The American Securitization Forum recently asked U.S. bank regulatory agencies for a six-month moratorium relating to any changes in bank regulatory capital requirements resulting from the implementation of FASB’s 166 and 167.
“We believe that this action is necessary to avoid a potentially severe capital and credit shock to the financial system as of January 1st, when the new accounting rules generally take effect,” said the ASF.
The role that securitization has assumed in providing both consumers and businesses with credit is striking with currently over $12 trillion of outstanding securitized assets, including mortgage-backed securities, asset-backed securities and asset-backed commercial paper, the ASF said.
Industry experts said the accounting changes threaten to setback the huge strides made by the Fed’s emergency loan program, the Term Asset-Backed Securites Loan Facility, known as TALF, launched earlier this year.
Through the program, the Fed was able to bolster consumer lending and reopen the securitization market for consumer ABS, nearly shutdown by a deep credit crisis in 2008. The program also drove the high costs of funding dramatically lower.
However, issuance under the program may suffer a sharp setback if banks retrench from making new consumer loans amid capital constraints created by heavier debt loads and new accounting and administration costs. The increased costs to banks are likely to filter down to the consumer in the form of higher borrowing costs, as well.
“Despite shifts in supply and demand, it is clear that reducing direct access to the capital markets would pinch consumers’ access to credit,” said John McElravey, analyst at Wells Fargo Securities.
“The balance sheets of banks and other lending institutions would likely only partially compensate for reduced ABS activity. This would be even more difficult if lenders were trying to raise additional capital,” said McElravey.

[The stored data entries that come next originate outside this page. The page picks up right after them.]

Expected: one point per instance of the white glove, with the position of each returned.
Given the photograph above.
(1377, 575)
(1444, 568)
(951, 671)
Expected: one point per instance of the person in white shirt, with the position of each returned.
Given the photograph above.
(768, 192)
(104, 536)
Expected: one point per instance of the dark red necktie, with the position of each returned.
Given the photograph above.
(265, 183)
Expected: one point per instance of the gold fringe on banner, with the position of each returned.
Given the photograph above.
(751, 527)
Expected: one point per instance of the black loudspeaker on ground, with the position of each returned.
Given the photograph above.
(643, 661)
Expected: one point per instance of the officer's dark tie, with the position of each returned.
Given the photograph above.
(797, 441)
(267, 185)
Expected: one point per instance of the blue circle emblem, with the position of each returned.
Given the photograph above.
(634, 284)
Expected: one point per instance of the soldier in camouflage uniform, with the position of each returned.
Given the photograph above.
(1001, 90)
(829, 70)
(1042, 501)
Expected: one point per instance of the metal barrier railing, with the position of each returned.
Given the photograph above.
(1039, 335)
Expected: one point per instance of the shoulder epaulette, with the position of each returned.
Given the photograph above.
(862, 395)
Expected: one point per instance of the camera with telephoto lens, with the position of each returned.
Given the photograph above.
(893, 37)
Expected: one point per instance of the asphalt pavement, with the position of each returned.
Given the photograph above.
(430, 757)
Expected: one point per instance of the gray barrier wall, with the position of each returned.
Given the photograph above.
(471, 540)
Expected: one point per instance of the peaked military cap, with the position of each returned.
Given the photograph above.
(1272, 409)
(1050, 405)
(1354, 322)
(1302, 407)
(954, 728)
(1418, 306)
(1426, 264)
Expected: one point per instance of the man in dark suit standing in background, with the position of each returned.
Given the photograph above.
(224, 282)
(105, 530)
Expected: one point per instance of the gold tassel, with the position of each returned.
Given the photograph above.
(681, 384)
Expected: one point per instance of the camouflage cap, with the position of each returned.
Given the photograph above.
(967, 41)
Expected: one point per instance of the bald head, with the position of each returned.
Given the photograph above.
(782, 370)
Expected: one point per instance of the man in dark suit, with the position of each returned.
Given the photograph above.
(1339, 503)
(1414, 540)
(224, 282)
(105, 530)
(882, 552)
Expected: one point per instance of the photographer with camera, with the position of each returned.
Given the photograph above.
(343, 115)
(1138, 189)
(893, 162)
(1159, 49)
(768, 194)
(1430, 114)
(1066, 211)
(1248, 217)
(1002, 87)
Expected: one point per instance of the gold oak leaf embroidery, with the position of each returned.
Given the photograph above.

William Bemis, portfolio manager at Aviva Investors said he expects asset back securities issuance to decline as a result of the new rules.
“Credit card issuance will decline going forward, primarily because the debt will be going on balance sheet now. The attractiveness of being able to get financing and remove assets off balance sheet will be less now,” said Bemis.
While banks may still opt to lend, some may not meet the ratings criteria under TALF, which requires top ratings from credit agencies, as they carry heftier debt loads.
“This could really stifle issuance under the program because you need two ‘AAA’ ratings to issue under TALF. The accounting rules have the potential to reduce lenders’ access to TALF, which the Fed has devoted $1 billion in funds to,” said another industry source.
Meanwhile, as the deadline looms closer, market participants are expecting the Federal Deposit Insurance Corp. to weigh in with further clarification on off-balance sheet rules for securitizations.
“People are getting discouraged because the clock is ticking and this is going to help dry up money that would be available for consumer lending. The Fed knows how important it is to keep credit flowing but it seem that’s not getting through to the FDIC.” said the industry source.